This application is a continuation of application Ser. No. 11/983,671, filed Nov. 9, 2007, which claims the benefit of provisional patent application Ser. No. 60/874,302, filed Dec. 11, 2006 under 35 U.S.C. sctn.119(e); each of these applications is hereby incorporated by reference in its entirety.

BACKGROUND OF THE INVENTION

The assays, devices and methods described herein relate to the detection of an analyte in a liquid, including a bodily fluid.

In a lateral flow device, the sample, which comprises an analyte of interest, is permitted to flow laterally from the point of its application through one or more regions of one or more membrane surfaces to a detection zone. The presence of an analyte in the applied sample can be detected by a variety of protocols, including direct visualization of visible moieties associated with the captured analyte. Deutsch et al. describe a chromatographic test strip device in U.S. Pat. Nos. 4,094,647, 4,235,601 and 4,361,537. The device comprises a material capable of transporting a solution by capillary action, i.e., wicking. Different areas or zones in the strip contain the reagents needed to produce a detectable signal as the analyte is transported to or through such zones.

In addition, European Patent Publication No. 0 323 605 B1 discloses an assay device which uses chromatographic material in a sandwich assay to detect an analyte.

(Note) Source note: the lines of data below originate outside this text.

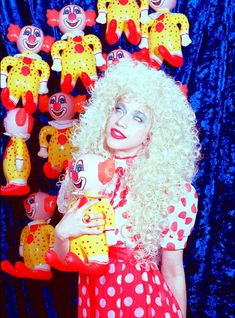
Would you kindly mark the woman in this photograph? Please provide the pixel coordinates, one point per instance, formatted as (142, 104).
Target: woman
(140, 117)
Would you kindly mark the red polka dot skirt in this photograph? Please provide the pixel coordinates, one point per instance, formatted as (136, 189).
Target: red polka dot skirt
(126, 290)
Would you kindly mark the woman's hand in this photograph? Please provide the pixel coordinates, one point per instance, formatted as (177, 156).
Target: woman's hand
(76, 222)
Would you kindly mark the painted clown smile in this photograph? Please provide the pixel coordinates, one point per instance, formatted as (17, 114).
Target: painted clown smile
(73, 24)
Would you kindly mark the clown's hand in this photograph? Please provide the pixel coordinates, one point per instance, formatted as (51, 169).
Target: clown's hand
(43, 88)
(3, 80)
(144, 17)
(100, 61)
(144, 43)
(56, 66)
(185, 40)
(43, 152)
(19, 164)
(101, 17)
(111, 238)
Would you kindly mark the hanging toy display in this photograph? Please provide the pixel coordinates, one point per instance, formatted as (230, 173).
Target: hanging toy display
(16, 163)
(36, 239)
(122, 16)
(168, 32)
(62, 108)
(90, 175)
(25, 75)
(76, 55)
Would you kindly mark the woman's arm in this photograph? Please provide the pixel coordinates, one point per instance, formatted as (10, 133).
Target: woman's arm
(173, 272)
(73, 224)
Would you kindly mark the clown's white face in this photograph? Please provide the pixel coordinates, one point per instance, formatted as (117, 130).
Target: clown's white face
(127, 127)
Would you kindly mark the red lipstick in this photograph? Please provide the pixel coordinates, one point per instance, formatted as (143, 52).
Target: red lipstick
(116, 134)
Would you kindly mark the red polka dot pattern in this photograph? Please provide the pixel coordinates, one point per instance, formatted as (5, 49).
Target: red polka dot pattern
(181, 219)
(127, 290)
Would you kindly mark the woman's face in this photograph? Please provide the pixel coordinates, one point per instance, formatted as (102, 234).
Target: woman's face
(127, 127)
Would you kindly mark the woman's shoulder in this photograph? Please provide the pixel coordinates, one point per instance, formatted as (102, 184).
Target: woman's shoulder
(181, 218)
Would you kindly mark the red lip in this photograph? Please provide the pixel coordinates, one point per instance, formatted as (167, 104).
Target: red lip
(116, 134)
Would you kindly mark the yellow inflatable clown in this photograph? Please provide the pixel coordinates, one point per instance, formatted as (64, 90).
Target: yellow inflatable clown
(16, 163)
(57, 148)
(90, 175)
(76, 55)
(37, 237)
(25, 75)
(164, 34)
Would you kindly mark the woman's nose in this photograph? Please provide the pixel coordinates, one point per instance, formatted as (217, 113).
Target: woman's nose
(122, 121)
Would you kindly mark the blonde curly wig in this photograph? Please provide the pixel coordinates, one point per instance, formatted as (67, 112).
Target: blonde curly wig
(171, 156)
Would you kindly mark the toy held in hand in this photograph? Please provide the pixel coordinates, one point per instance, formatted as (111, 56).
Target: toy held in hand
(16, 162)
(62, 108)
(122, 16)
(36, 239)
(76, 55)
(90, 175)
(165, 34)
(25, 75)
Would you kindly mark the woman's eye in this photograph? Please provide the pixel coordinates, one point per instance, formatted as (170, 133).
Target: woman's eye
(119, 108)
(139, 118)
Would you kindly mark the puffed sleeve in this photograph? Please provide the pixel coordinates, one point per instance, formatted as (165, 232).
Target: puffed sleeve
(181, 218)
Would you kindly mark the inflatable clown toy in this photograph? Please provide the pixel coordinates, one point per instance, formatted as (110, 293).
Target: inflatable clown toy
(89, 177)
(25, 75)
(37, 237)
(76, 55)
(54, 138)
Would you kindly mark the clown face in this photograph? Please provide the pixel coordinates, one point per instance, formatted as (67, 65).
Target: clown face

U.S. Pat. No. 6,368,876 discloses an immunochromatographic assay device that comprises a separated sample receiving region which is made of a porous material. The porous material conducts lateral flow of the liquid sample. The sample receiving region is in contact with a separate analyte detection region. Lateral flow of the liquid sample will continue from the sample receiving region to the analyte detection region. The analyte detection region contains a porous material which permits lateral flow of the liquid sample. The analyte detection region contains mobile labeling reagents located at a discrete situs. It also contains an immobile capture reagent at a discrete situs. In addition, it also contains a control reagent at a discrete control situs. In the disclosure of U.S. Pat. No. 6,368,876, the analyte detection region is also in lateral flow contact with the end flow region. The end flow region contains a porous material capable of absorbing excess liquid sample and which facilitates lateral flow of the liquid sample.

SUMMARY

OF THE INVENTION

The assays, devices and methods described herein relate to the detection of one or more analytes in an liquid solution using at least one conjugate which comprises colored particles and which are not specific for the analyte. The use of particulate labels provides a high degree of sensitivity to the assays, and avoids the need for secondary reagents for analyte detection. The assays, devices and methods described herein provide a means to achieve a highly sensitive, rapid and reliable determination of the presence of an analyte in a liquid solution.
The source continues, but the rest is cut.